On June 30, members of the House Select Committee on the Climate Crisis released an action plan titled Solving the Climate Crisis: The Congressional Action Plan for a Clean Energy Economy and a Healthy, Resilient, and Just America. The plan calls for net-zero carbon dioxide emissions in the U.S. by 2050, with net-negative emissions thereafter. Solving the Climate Crisis covers climate and energy security, issues the American Security Project (ASP) has long been engaged on.
Climate Change and National Security
Solving the Climate Crisis identifies climate change as a “threat multiplier” to U.S. national security interests across the globe. The plan suggests America reduce this threat by updating the Department of Defense (DOD) Climate Change Adaptation Roadmap; strengthening climate preparedness for DOD procurement, logistics, and supply chains; and incorporating climate projections into national security policy, planning, and analyses.
ASP has written extensively on the impacts of climate change on U.S. military bases and developed a website dedicated solely to issues of military base resilience. In recent years, ASP has expanded its climate security portfolio to consider the broad nature of climatic threats to U.S. security interests. Recent publications in this vein include the opportunities provided by a Middle Eastern solar revolution, the role of climate change in exacerbating Nigerian food insecurity, and whether China will pursue clean or dirty growth in a post-COVID world.
Building Resilience to Climate Disasters
Solving the Climate Crisis calls for a unified, all-of-government approach to breaking the cycle of climate-fueled disasters and building U.S. resilience to future catastrophes.

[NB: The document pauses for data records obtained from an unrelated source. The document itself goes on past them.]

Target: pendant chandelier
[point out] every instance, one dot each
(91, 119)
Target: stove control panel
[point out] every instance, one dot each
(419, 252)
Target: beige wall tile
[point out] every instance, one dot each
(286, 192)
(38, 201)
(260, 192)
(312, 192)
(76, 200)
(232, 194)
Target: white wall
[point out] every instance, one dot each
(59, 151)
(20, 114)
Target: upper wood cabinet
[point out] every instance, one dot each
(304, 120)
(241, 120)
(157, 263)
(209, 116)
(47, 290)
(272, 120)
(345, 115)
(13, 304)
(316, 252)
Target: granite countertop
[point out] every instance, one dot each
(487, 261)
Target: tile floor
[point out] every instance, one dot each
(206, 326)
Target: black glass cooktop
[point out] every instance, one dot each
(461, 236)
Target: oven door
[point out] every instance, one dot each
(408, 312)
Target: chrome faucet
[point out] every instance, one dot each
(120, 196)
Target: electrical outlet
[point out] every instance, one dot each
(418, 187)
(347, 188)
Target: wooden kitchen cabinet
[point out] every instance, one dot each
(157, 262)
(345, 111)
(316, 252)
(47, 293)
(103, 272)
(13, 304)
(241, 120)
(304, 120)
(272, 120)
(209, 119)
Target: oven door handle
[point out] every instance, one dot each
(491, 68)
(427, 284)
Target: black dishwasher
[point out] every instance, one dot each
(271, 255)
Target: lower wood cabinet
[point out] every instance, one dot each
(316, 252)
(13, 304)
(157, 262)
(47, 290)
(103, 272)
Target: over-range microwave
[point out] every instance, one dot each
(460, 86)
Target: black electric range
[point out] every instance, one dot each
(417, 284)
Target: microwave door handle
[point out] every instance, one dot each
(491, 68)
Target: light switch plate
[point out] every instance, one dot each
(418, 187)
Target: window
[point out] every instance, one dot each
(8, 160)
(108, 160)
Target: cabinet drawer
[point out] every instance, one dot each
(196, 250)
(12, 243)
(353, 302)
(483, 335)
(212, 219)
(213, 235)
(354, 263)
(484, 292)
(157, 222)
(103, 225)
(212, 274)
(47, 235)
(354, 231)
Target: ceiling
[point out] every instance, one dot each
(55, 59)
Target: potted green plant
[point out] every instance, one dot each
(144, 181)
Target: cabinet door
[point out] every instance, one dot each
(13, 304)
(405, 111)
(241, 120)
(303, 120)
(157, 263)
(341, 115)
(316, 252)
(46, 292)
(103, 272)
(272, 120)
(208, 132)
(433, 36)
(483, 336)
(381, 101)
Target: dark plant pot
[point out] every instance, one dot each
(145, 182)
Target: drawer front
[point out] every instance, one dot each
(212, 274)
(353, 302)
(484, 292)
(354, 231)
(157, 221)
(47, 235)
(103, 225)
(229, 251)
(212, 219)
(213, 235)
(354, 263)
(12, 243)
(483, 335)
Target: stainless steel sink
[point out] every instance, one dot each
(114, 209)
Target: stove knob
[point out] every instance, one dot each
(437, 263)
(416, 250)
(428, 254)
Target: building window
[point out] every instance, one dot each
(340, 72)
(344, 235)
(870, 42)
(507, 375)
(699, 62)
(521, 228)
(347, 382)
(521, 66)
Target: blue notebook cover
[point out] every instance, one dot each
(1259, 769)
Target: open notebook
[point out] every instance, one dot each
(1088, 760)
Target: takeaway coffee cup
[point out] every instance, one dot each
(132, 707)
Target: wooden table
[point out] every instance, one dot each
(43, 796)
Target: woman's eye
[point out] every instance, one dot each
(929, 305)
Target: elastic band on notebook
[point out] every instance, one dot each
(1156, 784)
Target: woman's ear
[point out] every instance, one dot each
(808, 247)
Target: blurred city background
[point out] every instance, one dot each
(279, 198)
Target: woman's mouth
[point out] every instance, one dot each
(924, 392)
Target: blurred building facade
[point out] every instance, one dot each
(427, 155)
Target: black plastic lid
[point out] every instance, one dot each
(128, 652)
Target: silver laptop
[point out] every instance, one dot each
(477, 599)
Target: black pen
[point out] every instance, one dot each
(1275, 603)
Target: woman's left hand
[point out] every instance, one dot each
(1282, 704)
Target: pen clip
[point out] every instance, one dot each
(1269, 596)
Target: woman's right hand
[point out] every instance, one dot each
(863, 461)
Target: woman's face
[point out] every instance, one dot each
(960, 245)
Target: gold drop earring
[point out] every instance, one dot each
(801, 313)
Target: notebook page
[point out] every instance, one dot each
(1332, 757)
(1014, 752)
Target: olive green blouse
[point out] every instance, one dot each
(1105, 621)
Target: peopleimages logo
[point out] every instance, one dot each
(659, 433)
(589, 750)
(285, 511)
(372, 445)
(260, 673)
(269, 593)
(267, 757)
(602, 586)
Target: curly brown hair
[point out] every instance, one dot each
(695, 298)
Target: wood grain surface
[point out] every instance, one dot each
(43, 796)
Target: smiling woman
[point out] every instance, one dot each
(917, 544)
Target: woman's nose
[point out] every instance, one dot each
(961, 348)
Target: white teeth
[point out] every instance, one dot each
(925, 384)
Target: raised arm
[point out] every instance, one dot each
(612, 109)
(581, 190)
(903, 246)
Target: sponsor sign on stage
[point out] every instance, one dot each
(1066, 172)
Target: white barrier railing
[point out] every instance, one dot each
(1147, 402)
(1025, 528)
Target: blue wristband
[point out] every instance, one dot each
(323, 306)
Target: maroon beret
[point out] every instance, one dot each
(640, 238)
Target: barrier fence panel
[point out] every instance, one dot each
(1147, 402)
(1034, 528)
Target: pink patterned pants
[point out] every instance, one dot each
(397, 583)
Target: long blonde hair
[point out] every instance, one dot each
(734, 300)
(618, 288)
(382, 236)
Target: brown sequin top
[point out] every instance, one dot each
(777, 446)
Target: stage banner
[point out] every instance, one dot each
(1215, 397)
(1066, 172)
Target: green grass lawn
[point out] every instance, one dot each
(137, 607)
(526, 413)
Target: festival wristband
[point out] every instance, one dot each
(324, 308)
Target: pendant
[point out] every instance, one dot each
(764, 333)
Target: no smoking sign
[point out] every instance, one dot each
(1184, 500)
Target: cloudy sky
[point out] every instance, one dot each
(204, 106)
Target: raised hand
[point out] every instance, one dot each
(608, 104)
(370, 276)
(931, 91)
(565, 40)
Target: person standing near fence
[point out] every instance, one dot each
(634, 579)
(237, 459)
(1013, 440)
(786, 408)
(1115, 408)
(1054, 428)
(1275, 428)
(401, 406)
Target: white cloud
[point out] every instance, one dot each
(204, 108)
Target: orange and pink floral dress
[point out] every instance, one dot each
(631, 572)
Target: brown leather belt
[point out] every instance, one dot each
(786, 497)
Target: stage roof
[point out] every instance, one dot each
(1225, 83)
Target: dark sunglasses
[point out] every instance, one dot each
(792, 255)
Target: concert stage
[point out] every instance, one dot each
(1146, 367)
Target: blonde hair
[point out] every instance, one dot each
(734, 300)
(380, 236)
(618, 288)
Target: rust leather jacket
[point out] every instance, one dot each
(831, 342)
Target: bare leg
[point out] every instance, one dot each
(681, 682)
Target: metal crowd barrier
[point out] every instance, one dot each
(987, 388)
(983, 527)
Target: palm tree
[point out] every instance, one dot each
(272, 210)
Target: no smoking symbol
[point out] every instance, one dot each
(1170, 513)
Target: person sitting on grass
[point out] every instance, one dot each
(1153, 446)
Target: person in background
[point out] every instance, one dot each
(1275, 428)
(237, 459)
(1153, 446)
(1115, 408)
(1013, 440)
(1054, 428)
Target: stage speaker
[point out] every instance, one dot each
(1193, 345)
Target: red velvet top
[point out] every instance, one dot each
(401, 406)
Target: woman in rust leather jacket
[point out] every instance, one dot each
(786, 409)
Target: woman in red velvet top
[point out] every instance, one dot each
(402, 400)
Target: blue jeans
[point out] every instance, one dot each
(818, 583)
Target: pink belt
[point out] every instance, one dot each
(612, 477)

Proposals for doing so include: increasing funding for pre-disaster mitigation, authorizing community disaster recovery programs to reduce payout delays, and prioritizing funding for hazard mitigation in frontline communities.
ASP has long been concerned with resilience-building measures. Recent work in this area includes the challenge of managing simultaneous crises in the era of climate change, how to produce climate-resilient power delivery systems, and advice on preparing for the next pandemic.
Solving the Climate Crisis recognizes the increasing risk wildfires pose to the U.S. homeland, with California experiencing its costliest and deadliest wildfire year on record in 2018. The action plan proposes preparing for future wildfires by strengthening federal programs to map wildfire and smoke risk, broadening the adoption of wildfire resilience-based codes and standards, and altering land management practices to reduce wildfire risk.
ASP shares this concern. Publications in this issue area include a look at the greater worldwide incidence of wildfires, the effects of extreme heat on U.S. national security, and climate change in California.
Clean and Secure Electricity Grids
The congressional action plan supports clean energy deployment and infrastructure development in U.S. electric grids and power markets. Specific proposals include: extending and expanding tax incentives for zero-carbon energy sources, establishing an energy efficiency resources standard, and supporting deployments of microgrids and distributed energy resources.
ASP has long supported energy diversification in the U.S. electric grid, for both climate and security purposes. Publications in this area include a report on micro nuclear reactors in the U.S. military, along with articles detailing the effects of climate change on the U.S. energy system and the case for microgrids.
U.S. Climate Leadership
The committee’s plan laments the U.S. abdication of climate leadership on the world stage, calling for a renewed American commitment to addressing global climate change. Proposals for demonstrating this commitment include: meeting the U.S. financial obligation to the Green Climate Fund, developing a Global Climate Resilience Strategy, and improving Arctic diplomacy and engagement.
ASP also believes the U.S. needs to be a global leader on climate issues. Recent discussions on this topic include: the role of the U.S. in influencing Chinese carbon emissions, whether we should bet on the U.S. or China in the years to come, broader Sino-American climate action, and America’s role in the Arctic.